The addendum of the case includes conduct that occurred during a deposition of a Paramount director being deposed by Delaware counsel for QVC. The court regarded the conduct as unprofessional and believed it should not be repeated.
The Delaware Court may use prior misconduct by an out-of-state attorney to determine whether that attorney should be admitted to the Delaware Court pro hac vice in the future.
Plaintiff QVC and Paramount shareholders sued Defendant Paramount in Delaware for accepting a merger agreement with Viacom, even when QVC offered a higher share price. A Defendant Paramount director was deposed by counsel for Plaintiff QVC in Texas. The director was represented personally by a Texas attorney Jamail and was also defended by Thomas from New York, counsel for Defendant Paramount. The Texas counsel Jamail did not appear anywhere else in the Delaware proceedings and was not admitted pro hac vice. During the director’s deposition Jamail abused the privilege of representing a witness in a Delaware proceeding by (1) improperly directing the witness, (2) being rude, uncivil, and vulgar, and (3) obstructing the ability of the questioner to elicit testimony. Because the director was being deposed as a Paramount witness, he should have been represented by Delaware counsel or counsel that was admitted pro hac vice. However, the court was limited in its ability to sanction the two lawyers, Jamail and Thomas because they were neither Delaware attorneys nor admitted to appear pro hac vice.
Can the Delaware Court sanction out-of-state attorneys, and if not, what other remedies are available to sanction the misconduct of out-of-state attorneys in Delaware proceedings?
No, the Delaware Court cannot sanction out-of-state attorneys not admitted pro hac vice, but it will consider the attorney’s actions if it is fair to do so if the attorney seeks to be admitted pro hac vicein another Delaware Court proceeding in the future.
1. This was a deposition of Paramount through the director, thus the director was a Paramount witness in every respect.
2. Pursuant to Delaware court rules a Paramount witness was to be represented at the deposition by a Delaware lawyer or a lawyer admitted pro hac vice.
3. A Delaware lawyer who moves the admission pro hac vice of an out-of-state lawyer is not relieved of responsibility. They are required to appear at all court proceedings except depositions when a pro hac vice lawyer is present and certifies that the lawyer appearing pro hac vice is reputable and competent.

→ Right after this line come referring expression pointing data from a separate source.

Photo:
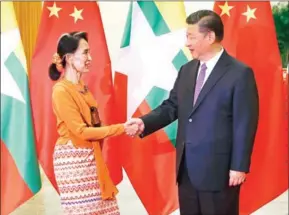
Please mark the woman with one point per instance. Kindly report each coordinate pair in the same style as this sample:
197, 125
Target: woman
80, 171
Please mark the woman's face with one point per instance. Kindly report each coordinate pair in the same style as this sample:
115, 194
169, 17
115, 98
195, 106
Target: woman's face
81, 59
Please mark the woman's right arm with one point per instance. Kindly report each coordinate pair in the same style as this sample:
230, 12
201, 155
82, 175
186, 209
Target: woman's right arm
66, 108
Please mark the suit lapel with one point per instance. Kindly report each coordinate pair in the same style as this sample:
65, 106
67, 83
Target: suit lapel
219, 70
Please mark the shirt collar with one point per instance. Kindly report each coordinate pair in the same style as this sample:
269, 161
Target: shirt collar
213, 61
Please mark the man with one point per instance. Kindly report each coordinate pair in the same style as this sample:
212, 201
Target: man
215, 100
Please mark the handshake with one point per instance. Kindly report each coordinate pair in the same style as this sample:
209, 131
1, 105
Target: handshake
134, 127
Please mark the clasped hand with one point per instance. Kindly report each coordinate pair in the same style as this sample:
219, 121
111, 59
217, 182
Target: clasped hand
134, 127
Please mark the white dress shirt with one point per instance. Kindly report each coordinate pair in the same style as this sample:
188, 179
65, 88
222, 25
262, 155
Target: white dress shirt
210, 65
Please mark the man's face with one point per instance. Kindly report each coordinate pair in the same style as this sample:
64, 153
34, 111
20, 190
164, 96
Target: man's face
198, 43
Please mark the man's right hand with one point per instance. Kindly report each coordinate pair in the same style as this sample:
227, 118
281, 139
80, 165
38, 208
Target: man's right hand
134, 122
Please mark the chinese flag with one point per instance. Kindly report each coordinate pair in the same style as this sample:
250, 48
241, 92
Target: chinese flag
58, 18
250, 36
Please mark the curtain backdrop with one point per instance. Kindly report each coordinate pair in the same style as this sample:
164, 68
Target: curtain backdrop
28, 15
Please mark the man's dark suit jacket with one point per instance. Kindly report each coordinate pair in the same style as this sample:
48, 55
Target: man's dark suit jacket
218, 131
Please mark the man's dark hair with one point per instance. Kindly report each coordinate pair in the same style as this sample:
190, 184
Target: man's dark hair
207, 20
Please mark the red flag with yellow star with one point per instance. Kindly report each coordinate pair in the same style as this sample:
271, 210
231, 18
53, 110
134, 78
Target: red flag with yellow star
250, 36
58, 18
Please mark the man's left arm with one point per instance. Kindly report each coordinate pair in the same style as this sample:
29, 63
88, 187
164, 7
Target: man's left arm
245, 120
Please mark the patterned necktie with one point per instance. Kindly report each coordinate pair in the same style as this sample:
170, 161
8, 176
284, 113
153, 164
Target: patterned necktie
200, 81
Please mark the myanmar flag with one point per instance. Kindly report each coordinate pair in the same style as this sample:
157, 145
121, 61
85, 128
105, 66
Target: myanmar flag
150, 57
20, 175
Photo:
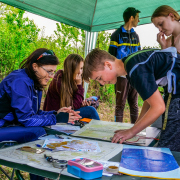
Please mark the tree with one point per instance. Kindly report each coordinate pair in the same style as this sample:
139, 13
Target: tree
17, 37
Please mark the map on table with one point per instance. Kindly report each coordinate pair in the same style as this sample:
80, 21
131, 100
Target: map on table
105, 131
65, 128
71, 145
149, 162
11, 154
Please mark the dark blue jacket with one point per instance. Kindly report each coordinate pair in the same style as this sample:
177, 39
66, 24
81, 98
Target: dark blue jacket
124, 43
20, 102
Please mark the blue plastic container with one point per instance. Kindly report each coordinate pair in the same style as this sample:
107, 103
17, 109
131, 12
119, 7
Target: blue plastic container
85, 168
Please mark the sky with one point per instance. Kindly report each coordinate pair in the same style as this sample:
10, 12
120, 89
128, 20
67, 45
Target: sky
147, 33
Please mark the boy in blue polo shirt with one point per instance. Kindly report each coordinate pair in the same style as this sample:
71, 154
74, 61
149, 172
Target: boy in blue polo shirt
145, 70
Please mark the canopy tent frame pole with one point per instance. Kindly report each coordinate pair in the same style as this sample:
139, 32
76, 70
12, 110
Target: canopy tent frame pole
90, 43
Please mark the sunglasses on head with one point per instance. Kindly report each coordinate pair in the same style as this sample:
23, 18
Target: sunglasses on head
47, 53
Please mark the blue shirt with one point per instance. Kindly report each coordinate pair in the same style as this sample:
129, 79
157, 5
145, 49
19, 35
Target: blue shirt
20, 102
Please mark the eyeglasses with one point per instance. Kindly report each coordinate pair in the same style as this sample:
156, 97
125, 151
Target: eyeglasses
47, 53
49, 72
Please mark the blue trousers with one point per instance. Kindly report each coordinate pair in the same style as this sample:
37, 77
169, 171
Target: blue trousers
22, 135
88, 112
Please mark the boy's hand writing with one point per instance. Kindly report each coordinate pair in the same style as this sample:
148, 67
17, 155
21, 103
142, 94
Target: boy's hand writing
86, 103
161, 40
78, 79
73, 115
122, 135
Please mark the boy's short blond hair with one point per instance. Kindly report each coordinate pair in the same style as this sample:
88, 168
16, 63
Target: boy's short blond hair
94, 61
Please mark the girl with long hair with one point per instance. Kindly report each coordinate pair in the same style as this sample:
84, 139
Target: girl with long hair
66, 89
166, 19
20, 98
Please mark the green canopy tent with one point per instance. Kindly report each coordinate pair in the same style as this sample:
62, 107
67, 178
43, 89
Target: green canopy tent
91, 15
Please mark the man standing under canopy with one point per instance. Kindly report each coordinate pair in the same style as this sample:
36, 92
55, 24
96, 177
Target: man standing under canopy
125, 41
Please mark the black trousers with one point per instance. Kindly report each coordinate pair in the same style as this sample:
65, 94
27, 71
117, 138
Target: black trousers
124, 91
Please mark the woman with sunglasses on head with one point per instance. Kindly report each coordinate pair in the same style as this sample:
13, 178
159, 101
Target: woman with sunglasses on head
21, 119
20, 98
66, 89
166, 19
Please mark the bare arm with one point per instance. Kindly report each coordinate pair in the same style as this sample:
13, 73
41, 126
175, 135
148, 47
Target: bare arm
145, 108
157, 107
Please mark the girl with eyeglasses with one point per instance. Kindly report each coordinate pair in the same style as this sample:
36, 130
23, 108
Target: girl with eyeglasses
20, 99
66, 89
166, 19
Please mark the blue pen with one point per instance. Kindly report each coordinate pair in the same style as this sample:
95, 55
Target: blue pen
38, 145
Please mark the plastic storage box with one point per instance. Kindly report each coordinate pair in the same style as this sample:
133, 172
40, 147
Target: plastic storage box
85, 168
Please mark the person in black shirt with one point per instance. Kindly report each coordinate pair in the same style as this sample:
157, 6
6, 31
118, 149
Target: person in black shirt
125, 41
145, 70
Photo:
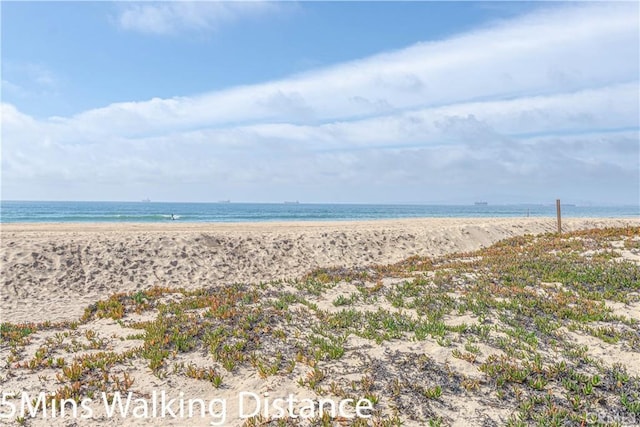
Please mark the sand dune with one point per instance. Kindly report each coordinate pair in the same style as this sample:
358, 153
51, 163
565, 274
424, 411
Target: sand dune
52, 271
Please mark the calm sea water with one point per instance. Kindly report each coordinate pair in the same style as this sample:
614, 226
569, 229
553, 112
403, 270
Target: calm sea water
13, 211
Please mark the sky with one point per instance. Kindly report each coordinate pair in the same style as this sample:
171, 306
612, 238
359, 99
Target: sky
348, 102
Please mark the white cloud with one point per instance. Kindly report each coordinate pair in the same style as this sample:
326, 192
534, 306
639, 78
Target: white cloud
165, 18
532, 108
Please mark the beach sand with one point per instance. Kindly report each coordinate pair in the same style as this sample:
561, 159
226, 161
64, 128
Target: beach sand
53, 271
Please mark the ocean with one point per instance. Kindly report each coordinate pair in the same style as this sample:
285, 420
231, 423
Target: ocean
20, 211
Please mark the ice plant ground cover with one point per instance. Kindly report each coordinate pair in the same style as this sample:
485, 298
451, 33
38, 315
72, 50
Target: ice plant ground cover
532, 330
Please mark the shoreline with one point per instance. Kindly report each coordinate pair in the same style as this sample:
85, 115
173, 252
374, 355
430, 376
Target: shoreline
52, 271
447, 339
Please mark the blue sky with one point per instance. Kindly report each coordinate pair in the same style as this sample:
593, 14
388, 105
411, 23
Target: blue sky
321, 101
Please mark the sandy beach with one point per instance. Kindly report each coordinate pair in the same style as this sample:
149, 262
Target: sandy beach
241, 316
53, 271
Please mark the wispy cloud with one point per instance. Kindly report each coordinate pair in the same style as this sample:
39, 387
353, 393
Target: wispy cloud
530, 110
168, 18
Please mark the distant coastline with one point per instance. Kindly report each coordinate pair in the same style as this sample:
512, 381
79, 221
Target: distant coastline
225, 211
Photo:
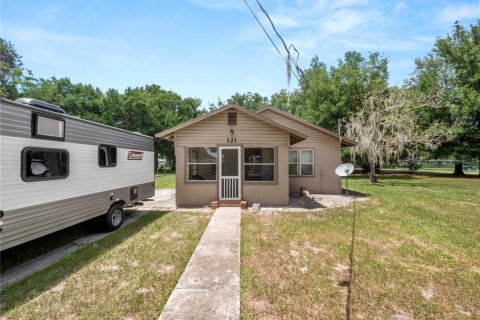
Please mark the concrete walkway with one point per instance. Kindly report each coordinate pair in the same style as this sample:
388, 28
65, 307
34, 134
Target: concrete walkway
209, 288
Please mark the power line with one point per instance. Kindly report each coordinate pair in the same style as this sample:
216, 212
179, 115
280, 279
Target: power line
271, 40
295, 62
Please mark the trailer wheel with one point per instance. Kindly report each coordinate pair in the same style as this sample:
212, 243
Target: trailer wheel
115, 217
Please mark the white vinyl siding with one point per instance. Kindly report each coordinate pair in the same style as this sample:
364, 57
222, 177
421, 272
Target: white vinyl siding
301, 162
84, 175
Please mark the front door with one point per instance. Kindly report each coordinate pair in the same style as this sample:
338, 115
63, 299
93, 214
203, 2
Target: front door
229, 184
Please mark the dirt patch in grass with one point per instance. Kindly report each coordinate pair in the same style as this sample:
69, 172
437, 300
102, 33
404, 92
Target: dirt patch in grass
128, 274
414, 256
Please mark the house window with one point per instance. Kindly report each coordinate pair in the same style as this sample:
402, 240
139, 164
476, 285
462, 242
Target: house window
107, 156
293, 162
259, 164
202, 163
48, 127
40, 164
301, 162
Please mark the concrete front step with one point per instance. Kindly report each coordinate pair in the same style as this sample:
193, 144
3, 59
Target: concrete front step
242, 204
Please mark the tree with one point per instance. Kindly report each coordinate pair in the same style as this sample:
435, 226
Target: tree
12, 72
387, 126
453, 67
330, 94
249, 100
81, 100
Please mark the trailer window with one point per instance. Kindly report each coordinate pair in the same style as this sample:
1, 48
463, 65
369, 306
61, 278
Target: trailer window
44, 164
107, 156
46, 126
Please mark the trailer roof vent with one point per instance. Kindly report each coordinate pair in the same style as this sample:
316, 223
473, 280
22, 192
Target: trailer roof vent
40, 104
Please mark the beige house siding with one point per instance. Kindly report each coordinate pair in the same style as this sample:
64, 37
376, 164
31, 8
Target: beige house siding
215, 130
249, 132
327, 157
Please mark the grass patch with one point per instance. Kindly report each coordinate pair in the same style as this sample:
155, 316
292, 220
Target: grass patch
165, 181
128, 274
17, 255
416, 254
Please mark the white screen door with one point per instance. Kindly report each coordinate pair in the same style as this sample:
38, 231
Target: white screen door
229, 185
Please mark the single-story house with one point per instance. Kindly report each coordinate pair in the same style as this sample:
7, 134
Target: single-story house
233, 154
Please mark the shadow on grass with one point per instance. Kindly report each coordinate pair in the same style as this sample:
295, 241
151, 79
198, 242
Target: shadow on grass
27, 251
34, 285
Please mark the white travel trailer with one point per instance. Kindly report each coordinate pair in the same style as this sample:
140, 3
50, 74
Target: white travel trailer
57, 170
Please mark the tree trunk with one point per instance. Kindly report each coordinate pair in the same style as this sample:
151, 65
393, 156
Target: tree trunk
458, 169
373, 177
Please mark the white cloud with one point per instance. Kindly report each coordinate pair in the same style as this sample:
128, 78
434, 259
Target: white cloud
344, 21
282, 20
348, 3
36, 35
218, 4
463, 11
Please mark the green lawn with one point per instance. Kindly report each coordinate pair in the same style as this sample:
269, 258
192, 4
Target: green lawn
165, 181
416, 254
434, 170
127, 275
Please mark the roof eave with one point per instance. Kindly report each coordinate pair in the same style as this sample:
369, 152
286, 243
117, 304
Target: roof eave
345, 142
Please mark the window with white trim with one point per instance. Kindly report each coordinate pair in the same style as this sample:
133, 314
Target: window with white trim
39, 164
202, 163
259, 164
301, 162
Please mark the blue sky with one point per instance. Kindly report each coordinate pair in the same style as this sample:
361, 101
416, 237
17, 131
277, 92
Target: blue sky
210, 49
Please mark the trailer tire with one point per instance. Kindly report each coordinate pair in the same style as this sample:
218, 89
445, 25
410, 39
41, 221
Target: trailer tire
115, 217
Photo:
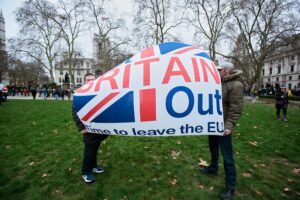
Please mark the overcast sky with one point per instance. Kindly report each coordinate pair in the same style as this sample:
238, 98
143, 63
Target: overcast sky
122, 9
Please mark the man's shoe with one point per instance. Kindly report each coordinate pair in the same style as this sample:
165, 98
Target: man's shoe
227, 194
88, 178
208, 170
98, 170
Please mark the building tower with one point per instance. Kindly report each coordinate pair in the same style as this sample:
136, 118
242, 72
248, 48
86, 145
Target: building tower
2, 32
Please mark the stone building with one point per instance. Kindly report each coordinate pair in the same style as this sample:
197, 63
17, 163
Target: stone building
82, 66
283, 66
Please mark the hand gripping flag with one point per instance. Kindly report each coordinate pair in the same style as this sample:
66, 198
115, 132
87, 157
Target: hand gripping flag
170, 89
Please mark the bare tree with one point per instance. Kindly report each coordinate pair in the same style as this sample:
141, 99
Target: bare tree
108, 39
260, 27
154, 20
3, 63
38, 36
70, 18
25, 73
209, 18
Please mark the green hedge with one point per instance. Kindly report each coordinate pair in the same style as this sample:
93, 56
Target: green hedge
294, 98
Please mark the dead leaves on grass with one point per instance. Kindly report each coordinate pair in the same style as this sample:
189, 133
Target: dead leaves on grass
254, 143
174, 182
296, 170
247, 175
175, 154
203, 163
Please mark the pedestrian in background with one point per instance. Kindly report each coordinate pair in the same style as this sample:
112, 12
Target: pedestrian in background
281, 103
232, 100
92, 143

4. One of the purposes of pro hac vice rule is to ensure that if a Delaware lawyer is not present that a lawyer admitted pro hac vice will be, in which time they are acting as an officer of the Delaware Court, subject to the control of the Court to ensure integrity of the proceeding.
5.Counsel for the director that attended the deposition had a responsibility to ensure the integrity of the deposition.
The kind of misconduct that occurred during the deposition is not to be tolerated in any Delaware court proceeding, even if the deposition occurs in another state and the witness is represented by their own counsel.
6.However, because Jamail was not admitted pro hac vice, there is no clear mechanism for the court to use to discipline Jamail.
7.The court will however consider (a) whether it is fair to take this behavior into account should Jamail apply in the future to appear pro hac vice in any Delaware proceeding. And (b) what rules should be adopted to deal with misconduct by out-of-state lawyers in depositions in proceedings pending in Delaware courts.
8.The court will allow Jamail to appear specially before the court within 30 days to explain his misconduct and why it should not bar his future appearance in a Delaware proceeding.